[PATCH v6 06/10] io_uring/rw: add support to send metadata along with read/write

Fri Nov 1 10:54:15 PDT 2024

On 10/31/2024 8:09 PM, Pavel Begunkov wrote:
> On 10/30/24 21:09, Keith Busch wrote:
>> On Wed, Oct 30, 2024 at 11:31:08PM +0530, Kanchan Joshi wrote:
>>> diff --git a/include/uapi/linux/io_uring.h b/include/uapi/linux/ 
>>> io_uring.h
>>> index 024745283783..48dcca125db3 100644
>>> --- a/include/uapi/linux/io_uring.h
>>> +++ b/include/uapi/linux/io_uring.h
>>> @@ -105,6 +105,22 @@ struct io_uring_sqe {
>>>            */
>>>           __u8    cmd[0];
>>>       };
>>> +    /*
>>> +     * If the ring is initialized with IORING_SETUP_SQE128, then
>>> +     * this field is starting offset for 64 bytes of data. For meta io
>>> +     * this contains 'struct io_uring_meta_pi'
>>> +     */
>>> +    __u8    big_sqe[0];
>>> +};
> 
> I don't think zero sized arrays are good as a uapi regardless of
> cmd[0] above, let's just do
> 
> sqe = get_sqe();
> big_sqe = (void *)(sqe + 1)
> 
> with an appropriate helper.

In one of the internal version I did just that (i.e., sqe + 1), and 
that's fine for kernel.
But afterwards added big_sqe so that userspace can directly access 
access second-half of SQE_128. We have the similar big_cqe[] within 
io_uring_cqe too.

Is this still an eyesore?

>>> +
>>> +/* this is placed in SQE128 */
>>> +struct io_uring_meta_pi {
>>> +    __u16        pi_flags;
>>> +    __u16        app_tag;
>>> +    __u32        len;
>>> +    __u64        addr;
>>> +    __u64        seed;
>>> +    __u64        rsvd[2];
>>>   };
>>
>> On the previous version, I was more questioning if it aligns with what
> 
> I missed that discussion, let me know if I need to look it up

Yes, please take a look at previous iteration (v5):
https://lore.kernel.org/io-uring/e7aae741-c139-48d1-bb22-dbcd69aa2f73@samsung.com/

Also the corresponding code, since my other answers will use that.
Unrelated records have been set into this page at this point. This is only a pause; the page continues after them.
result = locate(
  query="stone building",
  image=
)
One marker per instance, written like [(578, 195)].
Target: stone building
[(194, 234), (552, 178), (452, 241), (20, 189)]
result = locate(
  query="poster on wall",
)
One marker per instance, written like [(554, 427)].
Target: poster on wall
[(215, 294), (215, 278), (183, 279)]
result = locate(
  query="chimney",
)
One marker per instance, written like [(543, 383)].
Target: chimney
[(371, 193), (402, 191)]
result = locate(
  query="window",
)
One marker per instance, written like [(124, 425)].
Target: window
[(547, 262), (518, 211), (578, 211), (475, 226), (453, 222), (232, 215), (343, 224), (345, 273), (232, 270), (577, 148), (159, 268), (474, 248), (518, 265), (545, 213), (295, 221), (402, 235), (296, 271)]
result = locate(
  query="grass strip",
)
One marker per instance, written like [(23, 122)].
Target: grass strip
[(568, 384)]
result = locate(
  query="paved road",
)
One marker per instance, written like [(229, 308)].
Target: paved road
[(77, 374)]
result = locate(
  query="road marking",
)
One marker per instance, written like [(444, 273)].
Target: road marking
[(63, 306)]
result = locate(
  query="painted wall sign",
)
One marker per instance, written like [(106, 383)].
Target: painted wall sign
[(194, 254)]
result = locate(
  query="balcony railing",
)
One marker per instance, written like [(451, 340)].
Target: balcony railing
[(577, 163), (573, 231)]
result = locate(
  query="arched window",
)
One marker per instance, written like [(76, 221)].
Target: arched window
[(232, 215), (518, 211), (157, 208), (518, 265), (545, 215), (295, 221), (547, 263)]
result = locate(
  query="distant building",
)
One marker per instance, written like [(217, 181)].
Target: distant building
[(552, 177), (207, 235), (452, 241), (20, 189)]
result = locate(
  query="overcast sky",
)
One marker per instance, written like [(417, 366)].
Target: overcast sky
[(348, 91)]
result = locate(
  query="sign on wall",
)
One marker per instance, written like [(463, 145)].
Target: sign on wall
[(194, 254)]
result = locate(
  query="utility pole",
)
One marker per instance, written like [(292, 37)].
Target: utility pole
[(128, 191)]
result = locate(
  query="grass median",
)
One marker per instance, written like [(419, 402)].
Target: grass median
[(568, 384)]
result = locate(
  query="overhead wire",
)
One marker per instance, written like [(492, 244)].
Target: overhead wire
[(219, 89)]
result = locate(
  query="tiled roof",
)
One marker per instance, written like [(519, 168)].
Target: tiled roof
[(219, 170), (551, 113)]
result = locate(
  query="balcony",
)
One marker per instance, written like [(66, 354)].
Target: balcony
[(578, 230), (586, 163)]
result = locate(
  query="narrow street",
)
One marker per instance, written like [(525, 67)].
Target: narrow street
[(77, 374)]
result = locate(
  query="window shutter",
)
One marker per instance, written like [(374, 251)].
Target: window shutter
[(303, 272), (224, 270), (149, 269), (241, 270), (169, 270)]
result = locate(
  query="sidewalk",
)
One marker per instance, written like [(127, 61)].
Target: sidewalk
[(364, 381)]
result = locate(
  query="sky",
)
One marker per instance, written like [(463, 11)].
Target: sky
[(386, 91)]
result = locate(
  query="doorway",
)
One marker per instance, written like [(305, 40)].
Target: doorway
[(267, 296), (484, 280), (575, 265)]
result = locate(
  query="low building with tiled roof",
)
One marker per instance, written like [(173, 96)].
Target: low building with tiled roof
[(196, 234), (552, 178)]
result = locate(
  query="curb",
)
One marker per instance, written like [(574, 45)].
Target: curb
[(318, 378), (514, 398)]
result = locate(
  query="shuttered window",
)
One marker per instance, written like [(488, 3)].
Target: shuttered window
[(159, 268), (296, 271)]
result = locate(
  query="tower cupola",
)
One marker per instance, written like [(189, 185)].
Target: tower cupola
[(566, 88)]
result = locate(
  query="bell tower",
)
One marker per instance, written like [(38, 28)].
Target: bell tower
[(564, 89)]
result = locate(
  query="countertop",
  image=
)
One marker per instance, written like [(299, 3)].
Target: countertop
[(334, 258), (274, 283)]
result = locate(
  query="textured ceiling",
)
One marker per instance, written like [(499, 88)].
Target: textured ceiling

>> Pavel was trying to do here. I didn't quite get it, so I was more
>> confused than saying it should be this way now.
> 
> The point is, SQEs don't have nearly enough space to accommodate all
> such optional features, especially when it's taking so much space and
> not applicable to all reads but rather some specific  use cases and
> files. Consider that there might be more similar extensions and we might
> even want to use them together.
> 
> 1. SQE128 makes it big for all requests, intermixing with requests that
> don't need additional space wastes space. SQE128 is fine to use but at
> the same time we should be mindful about it and try to avoid enabling it
> if feasible.

Right. And initial versions of this series did not use SQE128. But as we 
moved towards passing more comprehensive PI information, first SQE was 
not enough. And we thought to make use of SQE128 rather than taking 
copy_from_user cost.

 > 2. This API hard codes io_uring_meta_pi into the extended part of the
> SQE. If we want to add another feature it'd need to go after the meta
> struct. SQE256?

Not necessarily. It depends on how much extra space it needs for another 
feature. To keep free space in first SQE, I chose to place PI in the 
second one. Anyone requiring 20b (in v6) or 18b (in v5) space, does not 
even have to ask for SQE128.
For more, they can use leftover space in second SQE (about half of 
second sqe will still be free). In v5, they have entire second SQE if 
they don't want to use PI.
If contiguity is a concern, we can move all PI bytes (about 32b) to the 
end of second SQE.

 > And what if the user doesn't need PI but only the second
> feature?

Not this version, but v5 exposed meta_type as bit flags.
And with that, user will not pass the PI flag and that enables to use 
all the PI bytes for something else. We will have union of PI with some 
other info that is known not to co-exist.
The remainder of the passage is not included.